What if it could do this with nothing more than the data available online currently and data available for purchase from the myriad companies currently holding our data? Could an employer or a potential partner put this fake you into situations, and believe they know how you would act? If that fake you was mostly accurate, but wrong in key situations, what do we call that difference? What do we call the difference between your predictable behavior and the (perhaps very limited) instances when you act in a way that is unpredictable?
While brainstorming about our current research, Dr. Filipo Sharevski, another co-Director of DDL, and I wrote down the word “soul” on the whiteboard. We wanted to explore, as an ongoing concept, how much of what we might think of as a “soul” can be captured in data. This is not a word either of us use in regular conversation, and certainly not serious academic discussions. To some degree, though, Divergent Design Lab is concerned (and I am very concerned) about the cybersecurity triad “CIA” as it relates to our “souls,” whatever they are. DDL is researching the outer fringes of how much of our lives can be captured in data, and what that means in terms of how we can be exploited.

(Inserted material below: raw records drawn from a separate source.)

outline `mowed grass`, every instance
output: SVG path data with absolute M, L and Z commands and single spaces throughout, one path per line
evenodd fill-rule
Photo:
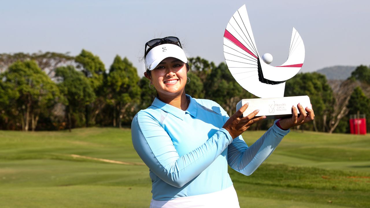
M 250 145 L 263 133 L 243 137 Z M 370 135 L 292 131 L 251 175 L 229 173 L 241 207 L 369 207 Z M 0 187 L 1 208 L 148 207 L 151 198 L 127 129 L 0 131 Z

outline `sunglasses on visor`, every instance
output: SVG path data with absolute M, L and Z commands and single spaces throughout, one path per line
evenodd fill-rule
M 164 44 L 165 43 L 178 43 L 179 46 L 180 47 L 182 48 L 182 47 L 181 46 L 181 44 L 180 43 L 180 40 L 179 38 L 177 37 L 175 37 L 174 36 L 168 36 L 168 37 L 164 37 L 163 38 L 156 38 L 155 39 L 154 39 L 153 40 L 151 40 L 149 41 L 148 41 L 145 44 L 145 56 L 147 56 L 147 54 L 148 54 L 148 52 L 149 52 L 150 49 L 148 49 L 148 51 L 147 51 L 147 47 L 148 46 L 149 48 L 153 48 L 157 46 L 159 46 L 162 44 Z

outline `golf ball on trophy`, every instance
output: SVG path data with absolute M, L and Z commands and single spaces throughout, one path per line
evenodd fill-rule
M 272 62 L 272 55 L 269 53 L 265 53 L 262 56 L 262 60 L 265 63 L 269 64 Z

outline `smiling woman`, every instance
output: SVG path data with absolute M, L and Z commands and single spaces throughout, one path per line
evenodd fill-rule
M 147 47 L 149 47 L 147 50 Z M 228 165 L 246 175 L 272 152 L 289 128 L 313 119 L 299 105 L 292 118 L 275 121 L 248 147 L 240 134 L 265 117 L 256 110 L 241 117 L 243 106 L 229 117 L 217 103 L 185 94 L 189 65 L 178 38 L 145 44 L 145 77 L 158 93 L 131 126 L 134 147 L 149 168 L 150 207 L 239 207 Z

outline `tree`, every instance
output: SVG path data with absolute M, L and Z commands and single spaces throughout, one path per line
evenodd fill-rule
M 65 105 L 66 117 L 70 131 L 72 128 L 71 114 L 74 111 L 83 111 L 83 108 L 95 98 L 90 82 L 81 72 L 73 66 L 61 67 L 56 70 L 56 77 Z
M 316 72 L 297 74 L 287 81 L 284 95 L 285 97 L 308 95 L 315 112 L 313 128 L 316 131 L 319 129 L 317 126 L 323 127 L 320 130 L 324 129 L 326 125 L 325 118 L 332 111 L 334 100 L 332 91 L 324 76 Z M 305 125 L 309 127 L 310 125 L 308 123 Z
M 360 114 L 370 115 L 370 109 L 369 108 L 370 98 L 367 97 L 359 87 L 354 88 L 350 98 L 348 102 L 347 107 L 349 114 L 357 115 L 357 112 Z M 370 119 L 366 121 L 366 128 L 370 130 Z
M 348 119 L 346 117 L 349 111 L 347 104 L 351 94 L 357 84 L 352 79 L 344 81 L 330 80 L 329 83 L 333 90 L 334 101 L 330 116 L 328 117 L 329 122 L 327 125 L 325 122 L 327 114 L 324 114 L 324 123 L 326 125 L 324 129 L 326 129 L 330 133 L 334 132 L 344 133 L 347 131 L 346 129 Z M 338 126 L 341 131 L 339 130 L 336 130 Z
M 208 60 L 199 56 L 188 59 L 190 71 L 199 77 L 202 83 L 205 82 L 207 76 L 212 70 L 216 68 L 213 62 L 210 63 Z
M 0 54 L 0 73 L 5 71 L 8 66 L 17 61 L 24 61 L 33 60 L 37 64 L 41 70 L 49 77 L 54 76 L 54 70 L 57 67 L 74 63 L 74 57 L 68 53 L 60 53 L 41 51 L 32 54 L 23 53 Z
M 243 88 L 222 63 L 212 70 L 204 83 L 205 97 L 219 104 L 229 115 L 236 111 L 236 103 L 242 99 L 256 97 Z
M 84 49 L 82 50 L 75 59 L 77 64 L 77 68 L 80 69 L 87 78 L 97 97 L 97 99 L 93 103 L 87 103 L 85 106 L 85 125 L 87 127 L 90 119 L 92 123 L 95 123 L 97 115 L 105 104 L 102 87 L 105 67 L 98 56 L 94 56 L 91 52 Z M 91 112 L 93 112 L 93 115 L 92 117 L 90 118 L 90 114 Z
M 137 111 L 145 109 L 150 106 L 154 98 L 157 97 L 157 91 L 155 88 L 149 88 L 149 80 L 145 77 L 142 77 L 139 81 L 139 87 L 141 91 L 140 96 L 140 104 L 138 106 L 138 109 Z
M 136 105 L 139 103 L 140 89 L 138 85 L 139 78 L 136 68 L 125 57 L 123 60 L 116 56 L 109 70 L 107 84 L 111 94 L 111 103 L 115 111 L 118 113 L 118 126 L 122 127 L 124 116 L 131 121 Z M 114 119 L 114 125 L 115 119 Z
M 0 74 L 0 129 L 9 129 L 9 124 L 13 124 L 11 129 L 16 127 L 17 108 L 14 104 L 19 97 L 17 91 L 14 91 L 14 85 L 5 82 L 4 74 Z
M 370 84 L 370 68 L 360 65 L 352 72 L 350 79 L 354 79 Z
M 2 79 L 14 87 L 18 95 L 14 104 L 20 112 L 22 130 L 28 131 L 30 120 L 34 131 L 41 111 L 56 103 L 59 95 L 56 85 L 33 61 L 16 61 L 9 66 Z
M 187 76 L 190 81 L 185 85 L 186 94 L 195 98 L 204 98 L 204 90 L 202 80 L 196 74 L 191 71 L 188 72 Z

Beyond social media, and social engineering, code is increasingly able to threaten the confidentiality, integrity, and availability of our lives, our bodies, our livelihood, and our relationships. The concept of uploading oneself to a computer is rarely considered in relation to how easily that could be exploited, how vulnerable that would make you2.

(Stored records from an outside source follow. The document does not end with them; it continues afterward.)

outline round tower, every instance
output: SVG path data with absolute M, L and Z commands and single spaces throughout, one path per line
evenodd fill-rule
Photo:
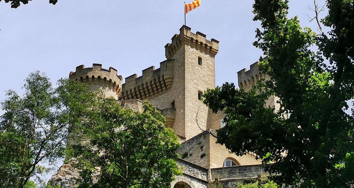
M 117 70 L 110 67 L 102 68 L 102 65 L 94 63 L 92 67 L 85 68 L 83 65 L 76 67 L 75 72 L 71 72 L 69 78 L 87 84 L 90 89 L 102 89 L 107 97 L 118 100 L 120 96 L 122 76 L 117 75 Z

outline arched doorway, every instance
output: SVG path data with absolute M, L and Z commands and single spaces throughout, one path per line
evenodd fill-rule
M 205 187 L 206 187 L 205 186 Z M 176 180 L 171 182 L 171 188 L 196 188 L 190 180 L 183 176 L 176 176 Z
M 192 188 L 187 183 L 183 182 L 177 182 L 175 184 L 173 188 Z

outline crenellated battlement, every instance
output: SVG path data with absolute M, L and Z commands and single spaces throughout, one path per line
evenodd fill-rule
M 125 78 L 122 86 L 122 100 L 151 99 L 171 90 L 174 77 L 174 60 L 160 63 L 157 69 L 152 66 L 142 71 L 143 75 L 134 74 Z
M 85 68 L 81 65 L 76 67 L 75 72 L 70 72 L 69 78 L 85 83 L 93 89 L 101 88 L 105 92 L 112 92 L 113 95 L 113 95 L 116 99 L 120 95 L 122 76 L 117 75 L 117 70 L 112 67 L 106 69 L 102 68 L 102 64 L 94 63 L 92 67 Z
M 251 89 L 252 86 L 260 78 L 265 78 L 267 75 L 259 70 L 258 67 L 259 61 L 257 61 L 250 66 L 250 70 L 244 69 L 237 72 L 239 87 L 246 91 Z
M 179 29 L 179 34 L 176 34 L 171 39 L 172 42 L 165 46 L 166 58 L 170 59 L 183 45 L 189 45 L 214 57 L 219 51 L 219 41 L 212 39 L 209 41 L 206 35 L 199 31 L 195 34 L 190 28 L 184 25 Z

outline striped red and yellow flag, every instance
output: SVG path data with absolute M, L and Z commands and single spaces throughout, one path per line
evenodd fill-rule
M 200 6 L 200 0 L 196 0 L 192 3 L 184 4 L 184 13 L 187 14 L 188 12 Z

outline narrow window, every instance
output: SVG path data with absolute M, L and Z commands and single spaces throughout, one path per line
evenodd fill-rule
M 227 167 L 228 166 L 238 166 L 240 165 L 239 163 L 238 162 L 235 162 L 234 160 L 230 158 L 227 158 L 224 161 L 224 165 L 223 165 L 224 167 Z
M 231 159 L 225 159 L 224 161 L 224 167 L 231 166 L 232 162 Z
M 175 101 L 173 101 L 171 102 L 171 108 L 175 108 Z
M 203 92 L 200 91 L 198 91 L 198 100 L 201 100 L 201 97 L 203 96 Z

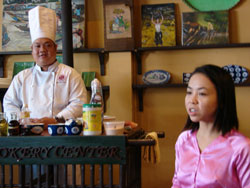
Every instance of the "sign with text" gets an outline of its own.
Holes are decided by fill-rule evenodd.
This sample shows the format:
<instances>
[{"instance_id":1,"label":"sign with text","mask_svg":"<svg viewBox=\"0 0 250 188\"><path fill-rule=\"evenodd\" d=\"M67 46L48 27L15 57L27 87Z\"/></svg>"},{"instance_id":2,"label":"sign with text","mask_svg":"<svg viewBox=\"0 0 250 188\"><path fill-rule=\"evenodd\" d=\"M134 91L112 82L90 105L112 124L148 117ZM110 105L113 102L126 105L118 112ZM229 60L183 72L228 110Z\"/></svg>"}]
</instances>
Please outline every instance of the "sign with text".
<instances>
[{"instance_id":1,"label":"sign with text","mask_svg":"<svg viewBox=\"0 0 250 188\"><path fill-rule=\"evenodd\" d=\"M125 164L125 136L0 137L0 164Z\"/></svg>"}]
</instances>

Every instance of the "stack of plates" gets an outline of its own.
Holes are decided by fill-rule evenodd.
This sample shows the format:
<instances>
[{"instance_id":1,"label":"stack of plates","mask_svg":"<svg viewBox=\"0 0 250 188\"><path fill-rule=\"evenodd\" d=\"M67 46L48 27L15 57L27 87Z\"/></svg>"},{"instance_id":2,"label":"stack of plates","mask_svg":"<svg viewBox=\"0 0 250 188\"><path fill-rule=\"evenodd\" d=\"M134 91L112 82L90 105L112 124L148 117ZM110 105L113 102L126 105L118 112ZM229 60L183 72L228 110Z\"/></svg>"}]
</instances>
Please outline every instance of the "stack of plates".
<instances>
[{"instance_id":1,"label":"stack of plates","mask_svg":"<svg viewBox=\"0 0 250 188\"><path fill-rule=\"evenodd\" d=\"M226 65L222 67L232 76L235 84L240 84L248 79L248 71L239 65Z\"/></svg>"}]
</instances>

If how we act could be predicted, with 100% accuracy, have we possibly lost our free will, at least? Are our souls in danger? These words are slippery, but they feel apt. What Phil Agre called the “borderlands” between the computer world, and our own world outside have advanced much further than perhaps anyone but Agre imagined.

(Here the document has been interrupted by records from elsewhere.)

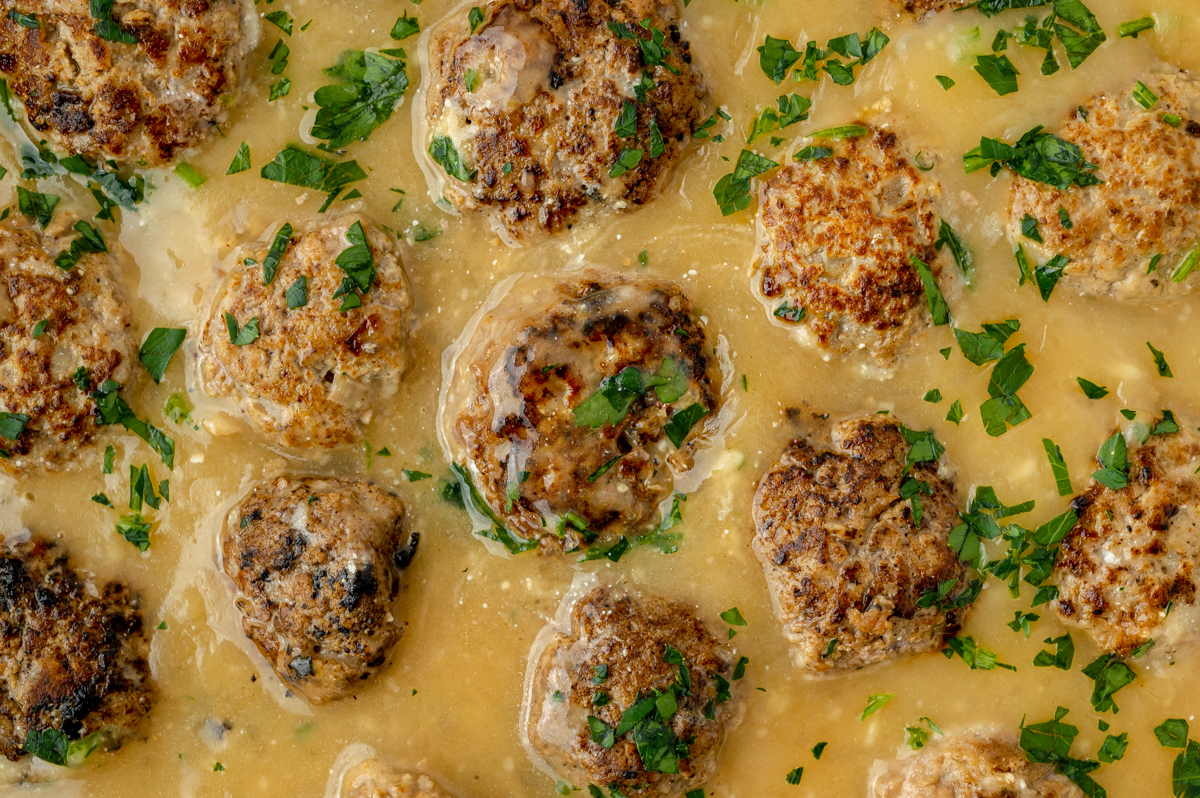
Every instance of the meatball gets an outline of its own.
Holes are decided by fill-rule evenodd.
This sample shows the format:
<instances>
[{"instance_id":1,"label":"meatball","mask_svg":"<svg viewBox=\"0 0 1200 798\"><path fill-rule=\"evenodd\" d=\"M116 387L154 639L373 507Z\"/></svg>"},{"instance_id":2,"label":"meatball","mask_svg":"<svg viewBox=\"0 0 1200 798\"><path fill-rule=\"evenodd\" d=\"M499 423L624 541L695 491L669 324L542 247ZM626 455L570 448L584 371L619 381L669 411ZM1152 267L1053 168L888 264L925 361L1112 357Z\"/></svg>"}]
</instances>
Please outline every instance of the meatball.
<instances>
[{"instance_id":1,"label":"meatball","mask_svg":"<svg viewBox=\"0 0 1200 798\"><path fill-rule=\"evenodd\" d=\"M0 72L29 124L59 151L124 167L168 164L208 138L228 118L256 43L242 35L253 14L245 0L121 0L106 19L89 0L0 8Z\"/></svg>"},{"instance_id":2,"label":"meatball","mask_svg":"<svg viewBox=\"0 0 1200 798\"><path fill-rule=\"evenodd\" d=\"M792 661L820 674L940 649L965 610L917 602L947 580L966 587L947 542L954 485L934 463L907 467L904 427L888 416L841 421L830 442L793 440L754 497L754 552ZM919 523L900 496L908 479L928 487Z\"/></svg>"},{"instance_id":3,"label":"meatball","mask_svg":"<svg viewBox=\"0 0 1200 798\"><path fill-rule=\"evenodd\" d=\"M658 194L704 113L674 0L480 10L433 29L422 60L432 196L516 244Z\"/></svg>"},{"instance_id":4,"label":"meatball","mask_svg":"<svg viewBox=\"0 0 1200 798\"><path fill-rule=\"evenodd\" d=\"M509 532L551 550L653 527L718 428L713 347L674 284L528 280L464 338L444 437Z\"/></svg>"},{"instance_id":5,"label":"meatball","mask_svg":"<svg viewBox=\"0 0 1200 798\"><path fill-rule=\"evenodd\" d=\"M451 798L428 775L397 768L376 756L347 768L337 798Z\"/></svg>"},{"instance_id":6,"label":"meatball","mask_svg":"<svg viewBox=\"0 0 1200 798\"><path fill-rule=\"evenodd\" d=\"M974 0L894 0L894 2L914 17L928 17L938 11L958 11Z\"/></svg>"},{"instance_id":7,"label":"meatball","mask_svg":"<svg viewBox=\"0 0 1200 798\"><path fill-rule=\"evenodd\" d=\"M118 745L137 732L156 690L140 600L120 582L94 584L53 542L0 548L0 754L55 728Z\"/></svg>"},{"instance_id":8,"label":"meatball","mask_svg":"<svg viewBox=\"0 0 1200 798\"><path fill-rule=\"evenodd\" d=\"M80 236L59 214L42 232L19 214L0 222L0 469L58 469L96 433L88 391L130 378L137 353L130 308L108 252L71 269L55 258Z\"/></svg>"},{"instance_id":9,"label":"meatball","mask_svg":"<svg viewBox=\"0 0 1200 798\"><path fill-rule=\"evenodd\" d=\"M236 256L202 330L204 389L240 402L274 443L356 443L374 395L395 394L408 365L413 299L400 248L358 215L290 230Z\"/></svg>"},{"instance_id":10,"label":"meatball","mask_svg":"<svg viewBox=\"0 0 1200 798\"><path fill-rule=\"evenodd\" d=\"M1141 82L1158 97L1150 110L1130 85L1085 101L1058 131L1104 182L1013 184L1009 235L1044 258L1069 258L1062 283L1084 294L1182 296L1200 280L1184 265L1200 236L1200 82L1166 65ZM1021 235L1026 216L1038 222L1040 247Z\"/></svg>"},{"instance_id":11,"label":"meatball","mask_svg":"<svg viewBox=\"0 0 1200 798\"><path fill-rule=\"evenodd\" d=\"M791 163L758 193L754 289L769 318L826 359L864 349L888 366L929 322L912 258L941 274L940 184L874 126Z\"/></svg>"},{"instance_id":12,"label":"meatball","mask_svg":"<svg viewBox=\"0 0 1200 798\"><path fill-rule=\"evenodd\" d=\"M574 606L570 598L529 658L521 732L530 756L576 788L640 798L712 779L742 718L732 652L686 605L606 586Z\"/></svg>"},{"instance_id":13,"label":"meatball","mask_svg":"<svg viewBox=\"0 0 1200 798\"><path fill-rule=\"evenodd\" d=\"M344 697L388 664L404 505L356 480L280 476L254 486L221 532L241 628L283 683L312 703Z\"/></svg>"},{"instance_id":14,"label":"meatball","mask_svg":"<svg viewBox=\"0 0 1200 798\"><path fill-rule=\"evenodd\" d=\"M1075 497L1079 521L1055 560L1058 616L1084 628L1105 652L1128 655L1156 638L1154 654L1192 634L1200 548L1200 437L1189 425L1128 452L1129 485L1094 479Z\"/></svg>"},{"instance_id":15,"label":"meatball","mask_svg":"<svg viewBox=\"0 0 1200 798\"><path fill-rule=\"evenodd\" d=\"M878 763L877 763L878 764ZM874 768L872 768L874 772ZM1084 798L1052 764L978 732L952 734L892 762L870 784L871 798Z\"/></svg>"}]
</instances>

I feel like I need a word like “soul” to think about what part of us cannot be turned into probability and statistics, the roots of machine learning. How trackable are we? How predictable are we? What does that mean for our ability to change and effect change? What is possible, anywhere in the world, against an oppressive regime that has access to everything about our lives that is available online? Even in relatively free countries, among privileged people, we are, perhaps, more vulnerable than we imagine. When DDL gets into heavy areas like this I tend to find myself back in front of philosophy:
“There is no need here to invoke the extraordinary pharmaceutical productions, the molecular engineering, the genetic manipulations, although these are slated to enter into the new process. There is no need to ask which is the toughest or most tolerable regime, for it’s within each of them that liberating and enslaving forces confront one another. For example, in the crisis of the hospital as environment of enclosure, neighborhood clinics, hospices, and day care could at first express new freedom, but they could participate as well in mechanisms of control that are equal to the harshest of confinements. There is no need to fear or hope, but only to look for new weapons.”Gilles Deleuze, Postscript on the Societies of Control
- 1. Cybersecurity & information security: field in which I am as much an expert as I am in philosophy: not an expert. That does not stop me because I have an art degree. As Jes regularly reminds me, we’re professional imposters.
- If I’m wrong, and this has been covered, please @PTreebridge with readings, fiction or philosophy.